Feature Story

Startups embrace “famtech”

by Anne Field

Startups embrace “famtech”

As more millennials become parents, they—and older folks, too—are turning to tech tools for help.

More than 17 million millennial women in the U.S. have become mothers, according to National Center for Health Statistics. And, of course, that demographic—people born 1981 to 1996—have digital technology, especially mobile phones, practically in their blood. So it’s only natural this generation of parents would look to their smartphones for assistance.

At the same time, as technology increasingly becomes an integral part of older folks’ lives, they’re also turning to tech tools for help with childcare and other family duties.

That’s why there’s an ever-growing population of tech companies are focusing on “famtech”—apps and websites aimed at helping parents and other relatives with child-rearing and a variety of family matters. Here’s a look at three such enterprises.

Facetime meets Kindle for kids

Kids who are read to regularly at home have significantly better learning outcomes than others, according to the National Center for Education Statistics. But what to do if you’re on a long-distance business trip and you won’t be back for bed-time? Sure, you can read a story over Skype, but the logistics are pretty awkward and inevitably you and your child aren’t on the same page, literally.

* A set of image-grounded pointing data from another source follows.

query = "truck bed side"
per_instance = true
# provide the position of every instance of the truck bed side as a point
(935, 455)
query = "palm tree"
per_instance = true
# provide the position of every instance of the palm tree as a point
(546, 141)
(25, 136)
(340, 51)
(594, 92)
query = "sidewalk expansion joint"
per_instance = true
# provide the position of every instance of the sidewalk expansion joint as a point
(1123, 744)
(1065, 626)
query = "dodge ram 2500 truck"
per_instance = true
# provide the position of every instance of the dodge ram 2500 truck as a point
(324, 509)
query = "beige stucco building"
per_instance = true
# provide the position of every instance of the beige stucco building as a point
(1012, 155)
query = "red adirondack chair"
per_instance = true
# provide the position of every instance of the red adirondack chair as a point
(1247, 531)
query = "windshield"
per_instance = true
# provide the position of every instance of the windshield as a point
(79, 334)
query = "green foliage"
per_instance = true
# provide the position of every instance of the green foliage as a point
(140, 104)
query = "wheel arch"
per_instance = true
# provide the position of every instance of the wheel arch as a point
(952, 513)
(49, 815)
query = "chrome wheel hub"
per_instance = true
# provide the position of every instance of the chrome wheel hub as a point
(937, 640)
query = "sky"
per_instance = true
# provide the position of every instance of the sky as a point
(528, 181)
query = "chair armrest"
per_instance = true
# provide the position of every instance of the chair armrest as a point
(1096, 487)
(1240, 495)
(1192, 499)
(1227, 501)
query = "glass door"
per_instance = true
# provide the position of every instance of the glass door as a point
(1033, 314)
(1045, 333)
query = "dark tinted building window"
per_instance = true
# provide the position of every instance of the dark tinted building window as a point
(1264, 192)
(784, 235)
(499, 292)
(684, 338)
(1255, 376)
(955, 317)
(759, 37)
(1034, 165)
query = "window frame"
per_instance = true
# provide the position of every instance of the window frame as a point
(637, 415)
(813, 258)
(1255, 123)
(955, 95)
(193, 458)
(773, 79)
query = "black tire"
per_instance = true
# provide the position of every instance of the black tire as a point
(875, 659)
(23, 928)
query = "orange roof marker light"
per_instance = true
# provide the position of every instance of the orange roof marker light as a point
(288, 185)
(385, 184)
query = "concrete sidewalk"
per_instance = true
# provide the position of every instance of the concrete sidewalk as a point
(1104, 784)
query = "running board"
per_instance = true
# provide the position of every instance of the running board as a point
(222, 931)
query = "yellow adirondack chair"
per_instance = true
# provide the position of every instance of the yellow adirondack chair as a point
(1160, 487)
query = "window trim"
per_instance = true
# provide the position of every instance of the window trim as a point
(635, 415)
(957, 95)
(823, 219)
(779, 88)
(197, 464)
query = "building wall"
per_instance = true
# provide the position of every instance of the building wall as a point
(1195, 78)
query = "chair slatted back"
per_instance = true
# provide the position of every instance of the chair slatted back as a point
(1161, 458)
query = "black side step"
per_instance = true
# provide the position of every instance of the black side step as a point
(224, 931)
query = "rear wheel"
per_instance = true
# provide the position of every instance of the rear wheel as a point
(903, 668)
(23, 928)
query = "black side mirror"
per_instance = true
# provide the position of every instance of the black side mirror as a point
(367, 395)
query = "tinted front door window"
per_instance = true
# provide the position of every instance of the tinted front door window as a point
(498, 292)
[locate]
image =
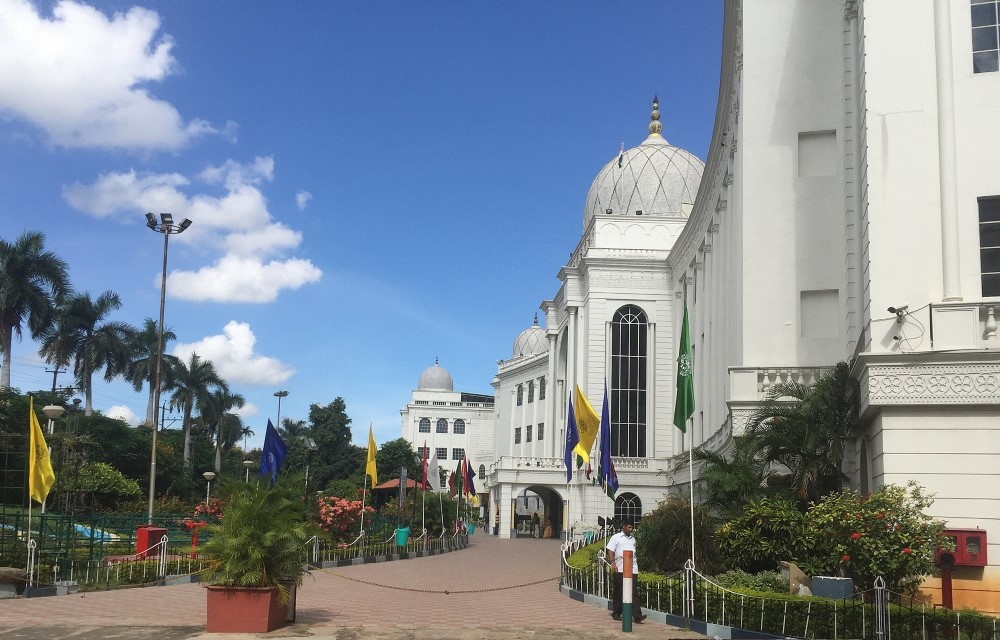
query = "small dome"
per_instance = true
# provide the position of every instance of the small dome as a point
(436, 378)
(531, 341)
(654, 178)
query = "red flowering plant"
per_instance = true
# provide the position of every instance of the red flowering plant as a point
(211, 512)
(887, 534)
(340, 517)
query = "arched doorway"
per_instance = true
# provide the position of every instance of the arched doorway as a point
(541, 500)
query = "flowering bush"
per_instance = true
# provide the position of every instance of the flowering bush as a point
(340, 517)
(211, 511)
(886, 533)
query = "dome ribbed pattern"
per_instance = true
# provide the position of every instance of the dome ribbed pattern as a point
(436, 378)
(655, 178)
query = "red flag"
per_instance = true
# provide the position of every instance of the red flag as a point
(425, 466)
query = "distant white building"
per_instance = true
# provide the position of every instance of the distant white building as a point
(449, 423)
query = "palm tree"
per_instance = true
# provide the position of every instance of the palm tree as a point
(806, 430)
(193, 382)
(141, 369)
(215, 408)
(32, 281)
(83, 336)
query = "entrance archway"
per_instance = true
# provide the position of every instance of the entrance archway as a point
(544, 501)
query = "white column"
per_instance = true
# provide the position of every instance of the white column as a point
(946, 152)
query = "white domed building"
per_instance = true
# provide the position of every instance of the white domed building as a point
(449, 423)
(611, 320)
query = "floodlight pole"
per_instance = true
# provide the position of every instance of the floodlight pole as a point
(167, 227)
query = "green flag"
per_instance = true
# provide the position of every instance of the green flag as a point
(684, 400)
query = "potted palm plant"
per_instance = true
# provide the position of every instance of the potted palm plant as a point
(255, 557)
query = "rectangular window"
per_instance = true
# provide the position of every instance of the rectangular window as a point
(985, 38)
(989, 245)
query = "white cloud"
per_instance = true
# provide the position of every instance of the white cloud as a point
(121, 412)
(233, 356)
(302, 199)
(81, 77)
(252, 263)
(236, 279)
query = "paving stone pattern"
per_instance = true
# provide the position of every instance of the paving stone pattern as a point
(494, 589)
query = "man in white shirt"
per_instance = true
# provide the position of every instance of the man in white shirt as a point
(617, 545)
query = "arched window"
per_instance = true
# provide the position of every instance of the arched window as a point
(628, 508)
(629, 330)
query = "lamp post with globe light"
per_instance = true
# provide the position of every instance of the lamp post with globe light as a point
(167, 227)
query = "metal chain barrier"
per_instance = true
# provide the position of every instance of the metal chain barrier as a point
(442, 591)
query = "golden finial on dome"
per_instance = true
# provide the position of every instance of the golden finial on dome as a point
(654, 125)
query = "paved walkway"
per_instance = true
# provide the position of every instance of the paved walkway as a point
(495, 589)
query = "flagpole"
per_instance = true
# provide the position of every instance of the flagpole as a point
(691, 490)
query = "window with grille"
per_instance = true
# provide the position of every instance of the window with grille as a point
(989, 245)
(628, 508)
(629, 331)
(985, 49)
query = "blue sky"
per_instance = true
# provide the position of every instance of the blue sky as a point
(372, 185)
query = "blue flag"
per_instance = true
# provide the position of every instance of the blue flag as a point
(572, 439)
(606, 471)
(273, 454)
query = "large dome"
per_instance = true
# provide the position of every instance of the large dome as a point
(531, 341)
(435, 378)
(654, 178)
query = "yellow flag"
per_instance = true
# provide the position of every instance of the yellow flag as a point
(40, 474)
(587, 424)
(370, 467)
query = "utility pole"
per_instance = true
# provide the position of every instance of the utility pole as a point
(55, 374)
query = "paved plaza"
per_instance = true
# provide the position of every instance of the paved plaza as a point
(495, 589)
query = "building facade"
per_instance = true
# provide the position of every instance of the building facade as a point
(850, 211)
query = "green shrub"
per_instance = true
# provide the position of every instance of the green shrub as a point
(764, 582)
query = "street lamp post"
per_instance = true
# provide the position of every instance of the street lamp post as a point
(52, 412)
(279, 395)
(167, 227)
(209, 476)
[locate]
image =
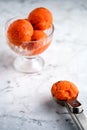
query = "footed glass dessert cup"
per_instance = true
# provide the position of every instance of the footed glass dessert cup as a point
(28, 59)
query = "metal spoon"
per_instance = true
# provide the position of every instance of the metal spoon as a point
(75, 109)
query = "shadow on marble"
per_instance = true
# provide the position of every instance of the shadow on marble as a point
(6, 61)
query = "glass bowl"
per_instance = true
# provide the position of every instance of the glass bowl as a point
(28, 59)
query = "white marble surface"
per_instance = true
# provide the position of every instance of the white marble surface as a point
(25, 100)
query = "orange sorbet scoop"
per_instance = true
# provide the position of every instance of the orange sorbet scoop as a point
(64, 90)
(41, 18)
(20, 31)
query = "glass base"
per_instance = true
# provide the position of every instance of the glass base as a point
(29, 64)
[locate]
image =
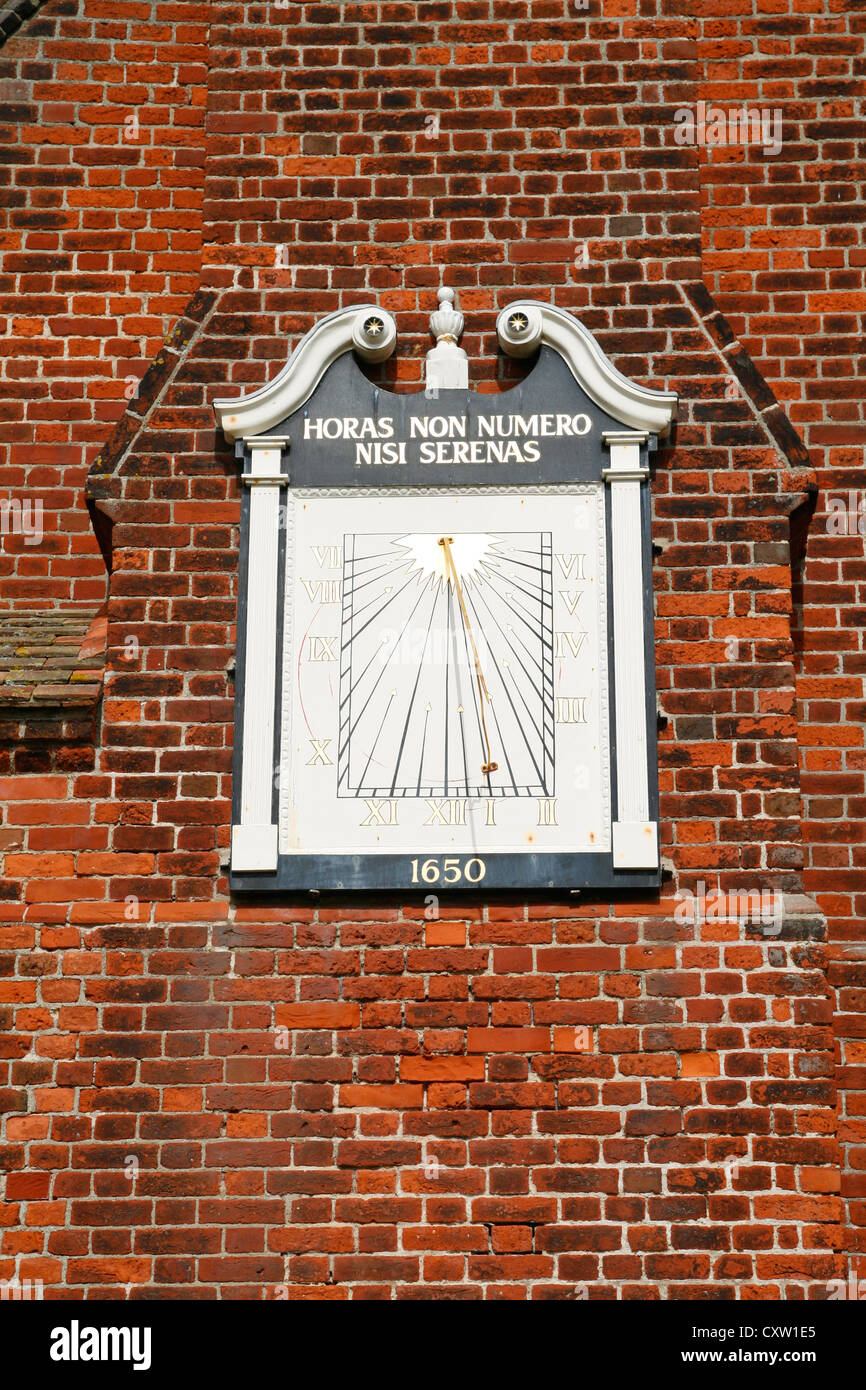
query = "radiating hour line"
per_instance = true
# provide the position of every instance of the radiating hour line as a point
(414, 691)
(517, 720)
(363, 779)
(396, 647)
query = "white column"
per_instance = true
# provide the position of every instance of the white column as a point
(635, 838)
(255, 844)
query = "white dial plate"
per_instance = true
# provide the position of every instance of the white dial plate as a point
(399, 685)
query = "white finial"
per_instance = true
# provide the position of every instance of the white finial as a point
(446, 321)
(446, 363)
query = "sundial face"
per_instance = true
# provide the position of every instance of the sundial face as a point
(445, 620)
(445, 677)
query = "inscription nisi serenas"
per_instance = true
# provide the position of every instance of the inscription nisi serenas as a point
(439, 438)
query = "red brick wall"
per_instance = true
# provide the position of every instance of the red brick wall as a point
(102, 110)
(346, 1100)
(783, 255)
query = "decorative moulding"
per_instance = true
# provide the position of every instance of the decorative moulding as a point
(528, 323)
(371, 331)
(521, 328)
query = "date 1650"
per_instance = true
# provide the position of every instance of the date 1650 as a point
(448, 870)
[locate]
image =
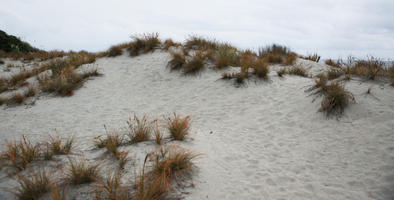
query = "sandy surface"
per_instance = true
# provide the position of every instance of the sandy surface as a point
(265, 140)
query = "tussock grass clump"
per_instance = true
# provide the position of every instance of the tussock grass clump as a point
(201, 43)
(111, 188)
(178, 61)
(261, 69)
(62, 84)
(170, 43)
(80, 172)
(143, 44)
(369, 68)
(335, 99)
(169, 164)
(314, 57)
(298, 71)
(195, 65)
(115, 51)
(140, 129)
(333, 63)
(32, 187)
(20, 154)
(290, 59)
(226, 56)
(276, 54)
(281, 72)
(391, 74)
(59, 146)
(178, 126)
(334, 73)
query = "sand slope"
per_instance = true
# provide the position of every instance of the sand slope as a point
(262, 141)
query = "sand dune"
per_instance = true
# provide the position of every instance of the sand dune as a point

That’s the problem Miami-based Caribu is addressing. Founded in 2016, it has a platform through which grownups can engage with kids when they’re not in the same physical location. Specifically, it allows for video chatting, through which each party sees the same book at the same time on their screens, as well as the ability to draw and write. 

See also: Female-led STEM activities target young women

“Think of it like Facetime meets Kindle for kids,” says CEO Maxeme Tuchman.

To that end, the platform includes a library with dozens of books for kids, from infancy to 12 years old, including educational workbooks. So if a child is learning to write, say, the letter “A”, you can practice together in real-time.

“It looks like a ghost is drawing on your screen,” says Tuchman. “But the child is drawing on the other end and you see it on your side.”

The platform is aimed not only at millennials, but also grandparents and military parents deployed far away. In fact, Caribu’s founders came up with the idea after seeing a picture of a soldier awkwardly holding up a book to a webcam, in a somewhat successful attempt to share the pictures with his child.

A private virtual messenger platform to show off your little ones 

Parents want to share news and pictures of their kids with family via social media. But, especially if a lot of people are involved, they often face a maze of different messaging, photo sharing and other apps.

Enter Edinborough-based Kindaba. Launched in 2017, it offers what the company calls a “private virtual messenger” platform. Its app consolidates family communications into a private platform, allowing people to share pictures and videos, make and receive calls and send messages with just their family network. A machine learning capability allows the system to pinpoint what you like and not pester you with stuff you’re not likely to care about. Also, it’s ad-free, so there are no worries about ad targeting software, and Kindaba doesn’t sell users’ data.

See also: Innovative new apps helps Brazil's economy

While families can share whatever they like, “the main reason people come on is to share photos of their children,” says Gelb.

The company is hoping to ride the current wave of interest in more defined social networks. With that in mind, it’s built a platform shaped to family communication.

“Our take is that your family persona is different from the persona you have with your friends,” says Gelb. The platform is still in beta.

Baby monitor 2.0

Kurt Workman’s wife had several heart operations when she was a baby. And a cardiologist told her that her kids would be at a higher risk for similar health problems. So, around 2013, when they started thinking about having kids, Workman, a chemical engineer, decided he needed a better way to keep track of his babies’ heart rates.

When Workman heard about pulse oximetry he knew he’d found the key. A test for measuring the oxygen level of the blood, it’s an easy way to tell how efficiently oxygen is being sent to other parts of your body. “I thought it would be amazing as a parent to know if my baby needs my attention when he’s sleeping,” he says.

He and Zack Bomsta, an electrical engineer friend, teamed up and built the Owlet Smart Sock and a company called Owlet to sell it. Introduced in 2015, it’s made of a material with sensors that wraps around a baby’s foot to track heart rate, oxygen levels and sleep. A base station glows green to let you know everything is okay. Should heart rate or oxygen levels leave preset zones, it notifies you with lights and sounds. According to Workman, research shows that parents report greater peace of mind when using it. 

The company, which is based in Salt Lake City, also recently introduced a second product, a video camera with night vision and two-way audio that connects to a smartphone, letting parents see and hear their baby, as well as check on heart rate and oxygen levels.